Emily Murase, executive director of the San Francisco Department on the Status of Women, said, “I feel that Mirkarimi can no longer serve effectively as sheriff now that he has pled guilty to false imprisonment of an intimate partner — a form of domestic violence. Part of his job as sheriff is to oversee adequate progress by probationers in the very same 52-week domestic violence intervention program that he is required to partake in as part of his sentence.”
She spoke at City Hall on March 20 along with Andrea Shorter of the Commission on the Status of Women and Beverly Upton of the Domestic Violence Consortium and Partners Ending Domestic Abuse.
Murase is also a member of the San Francisco Board of Education. Mirkarimi’s supervisorial district included Rosa Parks Elementary School, where Murase’s two daughters were enrolled in the Japanese Bilingual Bicultural Program.
Among those calling on Mirkarimi to step down are former Supervisor Aaron Peskin, now chair of the San Francisco Democratic Party Central Committee, and the San Francisco Chronicle.
San Francisco District Attorney George Gascon said the false imprisonment conviction was as serious as the three charges that were dropped — domestic violence, child endangerment and dissuading a witness.
Despite the deal, Gascon has voiced suspicions that Mirkarimi doesn’t really think he’s guilty.
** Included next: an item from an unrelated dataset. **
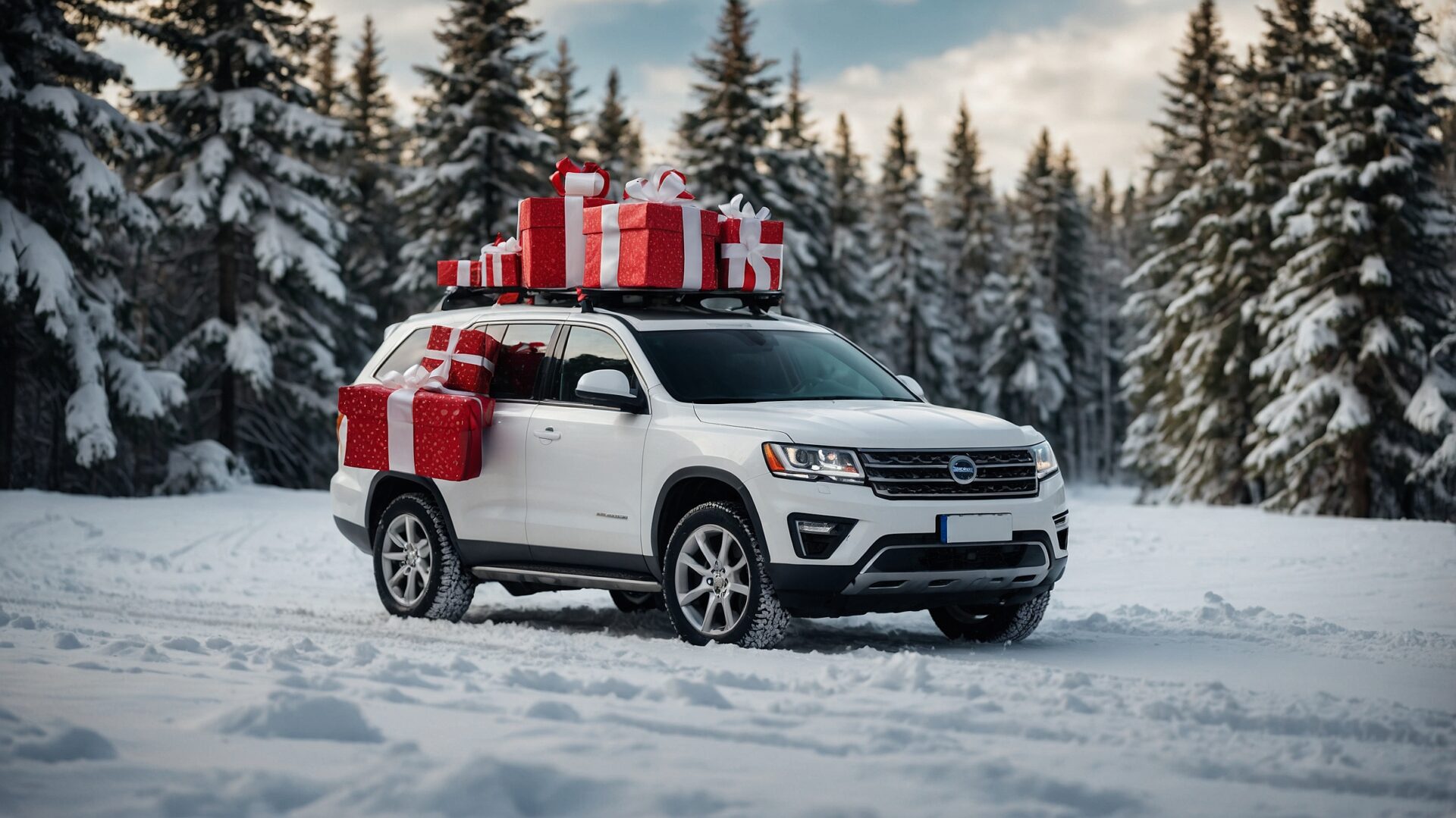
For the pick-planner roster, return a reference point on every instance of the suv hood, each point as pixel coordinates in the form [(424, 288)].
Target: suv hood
[(870, 424)]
The district attorney told the San Francisco Chronicle, “I know there’s almost an attempt to deny that this has occurred. ‘I didn’t really do this. I’m being forced to do this.’ That’s very concerning to me, to be honest with you.”
Public Defender Jeff Adachi, a friend of Mirkarimi, told the San Francisco Bay Guardian, “In order to enter a plea … the judge has to be satisfied you are voluntarily and intelligently entering a plea of guilty. In the 25 years I’ve been practicing law, I’ve never seen a DA ask a person who already pled guilty to a plea bargain, ‘Are you really, really sure you are guilty?’ So it would be highly unusual for a prosecutor to do so, and even more unusual for the elected DA to do so in a misdemeanor case.”
The mayor, who will need support from nine of the 11 members of the Board of Supervisors to remove Mirkarimi, has appointed Vicky Hennessy, a retired chief deputy, to serve as interim sheriff. She is the first woman to lead the department.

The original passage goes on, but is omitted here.